Nine-pin bowling aimed at free speech, privacy

Why in News

  • Recently, Information Technology Rules, 2021 being implemented by the Government of India which go against landmark judicial precedents upholding key rights.

There are ambiguities

  • Information Technology (Intermediary Guidelines and Digital Media Ethics Code) Rules, 2021 threatens to deprive social media platforms of their immunity with non-compliance of the rules.
  • There are both positive aspects, and glaring ambiguities and stifling susceptibilities that should render these contrary to past Supreme Court of India precedents such as K.S. Puttaswamy.
  • The Rules are useful as mandate duties such as:
  • Removal of non-consensual intimate pictures within 24 hours,
  • Publication of compliance reports to increase transparency,
  • Dispute resolution mechanism for content removal and
  • Adding a label to information for users to know whether content is advertised, owned, sponsored or exclusively controlled.

Gagging a right

  • Supreme Court, in the case of Life Insurance Corpn. Of India vs Prof. Manubhai D. Shah (1992) said that ‘any attempt to stifle, suffocate or gag this right would sound a death knell to democracy’ and would ‘help usher in autocracy or dictatorship’.
  • So, it becomes increasingly important to critically scrutinize the recent barriers being imposed via these Rules against our right to free speech and expression.
  • The rules were framed by the Ministry of Electronics and Information Technology (MeiTY). The Second Schedule of the Business Rules, 1961 does not empower MeiTY to frame regulations for ‘digital media.’
  • This power belongs to the Ministry of Information and Broadcasting.
  • However, this action violates the legal principle of ‘colorable legislation’ where the legislature cannot do something indirectly if it is not possible to do so directly.
  • Information Technology Act, 2000, does not regulate digital media. This makes the Rules ultra vires to the Act.

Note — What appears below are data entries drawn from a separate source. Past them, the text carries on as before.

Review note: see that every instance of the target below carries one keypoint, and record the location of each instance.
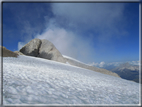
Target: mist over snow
(32, 80)
(103, 64)
(79, 32)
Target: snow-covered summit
(31, 80)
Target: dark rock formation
(31, 48)
(7, 53)
(48, 50)
(43, 49)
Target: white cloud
(20, 45)
(67, 42)
(103, 18)
(70, 20)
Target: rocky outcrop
(31, 48)
(7, 53)
(48, 50)
(43, 49)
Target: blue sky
(89, 32)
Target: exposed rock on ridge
(43, 49)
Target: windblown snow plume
(31, 80)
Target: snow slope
(31, 80)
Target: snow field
(30, 80)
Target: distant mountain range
(126, 70)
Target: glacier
(32, 80)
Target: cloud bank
(76, 28)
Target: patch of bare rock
(45, 49)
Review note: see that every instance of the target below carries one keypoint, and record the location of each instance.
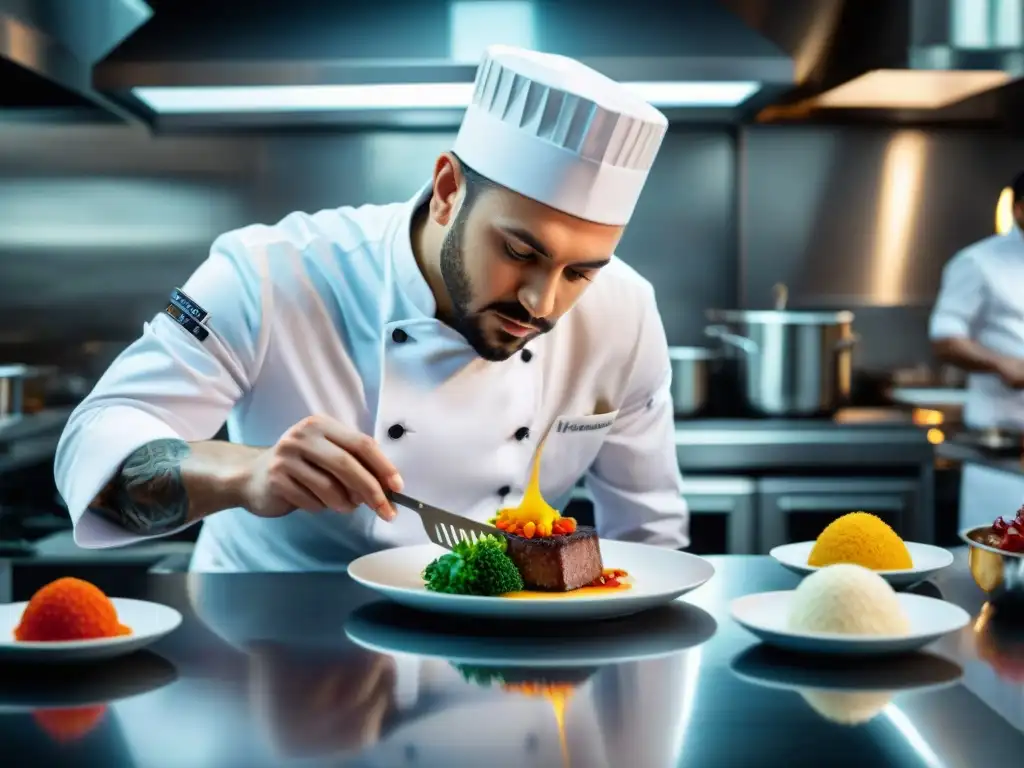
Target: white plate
(659, 577)
(148, 623)
(765, 615)
(387, 628)
(927, 561)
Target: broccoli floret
(496, 573)
(474, 568)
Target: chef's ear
(448, 181)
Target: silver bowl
(998, 573)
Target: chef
(978, 325)
(426, 346)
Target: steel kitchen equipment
(690, 379)
(791, 363)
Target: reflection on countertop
(280, 667)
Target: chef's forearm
(168, 483)
(968, 354)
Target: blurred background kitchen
(825, 160)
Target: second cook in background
(978, 325)
(424, 346)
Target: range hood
(303, 62)
(48, 47)
(896, 60)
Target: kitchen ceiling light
(215, 99)
(910, 89)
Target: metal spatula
(443, 527)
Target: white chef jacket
(329, 313)
(982, 298)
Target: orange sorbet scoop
(69, 609)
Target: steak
(557, 563)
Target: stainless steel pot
(690, 374)
(791, 363)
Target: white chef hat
(558, 132)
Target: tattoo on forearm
(147, 495)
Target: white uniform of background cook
(982, 298)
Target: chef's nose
(539, 293)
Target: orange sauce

Fair recourse, privacy issues

  • An intermediary is now supposed to take down content within 36 hours upon receiving orders from the Government. This deprives the intermediary of a fair recourse in the event that it disagrees with the Government’s order due to a strict timeline.
  • Thus, it fetters upon free speech by fixing the Government as the ultimate adjudicator of objectionable speech online.
  • The Rules also undermine the right to privacy by imposing a traceability requirement. The immunity that users received from end-to-end encryption was that intermediaries did not have access to the contents of their messages. Imposing this mandatory requirement of traceability will break this immunity.
  • All the data from these conversations vulnerable to attack from ill-intentioned third parties. The threat here is not only one of privacy but to the extent of invasion and deprivation from a safe space.

On fake news

  • The problem here is that to eliminate fake news — rather than defining its ambit as a first step, the Rules proceed to hurriedly take down whatever an arbitrary, ill-decisioned, biased authority may deem as “fake news”.
  • Rules create additional operational costs for intermediaries by requiring them to have Indian resident nodal officers, compliance officers and grievance officers. Intermediaries are also required to have offices located in India.
  • Rules place a barrier on the “marketplace of ideas” and also on the economic market of intermediaries in general by adding financial burdens.

Way Forward

  • By rapidly diluting right to free speech are only those of caution, of a warning that democracy stands undermined in direct proportion to every attack made on the citizen’s right to have a private conversation, to engage in a transaction, to dissent, to have an opinion and to articulate the same without any fear of being imprisoned.